A significant difference was found in pain (p=0.004) and PPT (p=0.048) post-treatment between the groups (p<0.05), while the difference was non-significant for thoracic flexion, thoracic extension, and NDI.

Key Finding #2

Intra-group analysis showed significant differences for pain, PPT, thoracic flexion, thoracic extension, and NDI in both the control and experimental group, with better results shown in the experimental group.

Key Finding #3

Further analysis showed there was a significant change (p<0.05) from baseline values in all variables except NDI (p>0.05).

 

Please provide your summary of the paper

This study shows that upper thoracic spine manipulation is more effective in treating interscapular pain and pain pressure sensitivity of myofascial trigger points (MTrPs) in the rhomboid muscle. Compared to manual pressure release (MPR) and general exercises (GEx) alone, the screw manipulation technique combined with MPR and GEx showed greater improvements in thoracic flexion/extension, pain pressure threshold (PPT), and the numeric pain rating scale (NPRS). MRPS and GEx included pressure applied over the identified Trp in the rhomboid until the release of tissue barrier; stretching of pectoral muscles, levator scapula, and upper trapezius; and strengthening of rotator cuff muscles and rhomboids. The screw manipulation technique used required a low amplitude, high-velocity thrust directed at the target joint to correct joint dysfunctions in the thoracic spine. It is suggested that neurophysiologic mechanisms are mainly responsible for the observed pain-modulatory effects of spinal manipulation. However, the study is not without limitations.
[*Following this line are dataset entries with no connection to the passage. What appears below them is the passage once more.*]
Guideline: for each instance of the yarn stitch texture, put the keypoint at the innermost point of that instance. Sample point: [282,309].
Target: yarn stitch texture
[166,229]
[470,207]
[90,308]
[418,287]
This study was single-blind, single-center, and only the most active Trp of the rhomboid muscle was treated.

Please provide your clinical interpretation of this paper.  Include how this study may impact clinical practice and how the results can be implemented.

This study shows that upper thoracic spine manipulation may be beneficial in treating interscapular pain and pain pressure sensitivity MTrPs of the rhomboid muscle. In individuals with upper back pain, a little less than half Trp are found in the rhomboids. Individuals with abnormal/poor posture, altered body biomechanics, or joint dysfunction have higher odds of myofascial pain. The above populations could show improvements in pain rating, thoracic flexion/extension, and PPT through the implementation of upper spine manipulation. Further research is needed as this was a small-scale study and may lack the external validity required to support widespread changes in practice.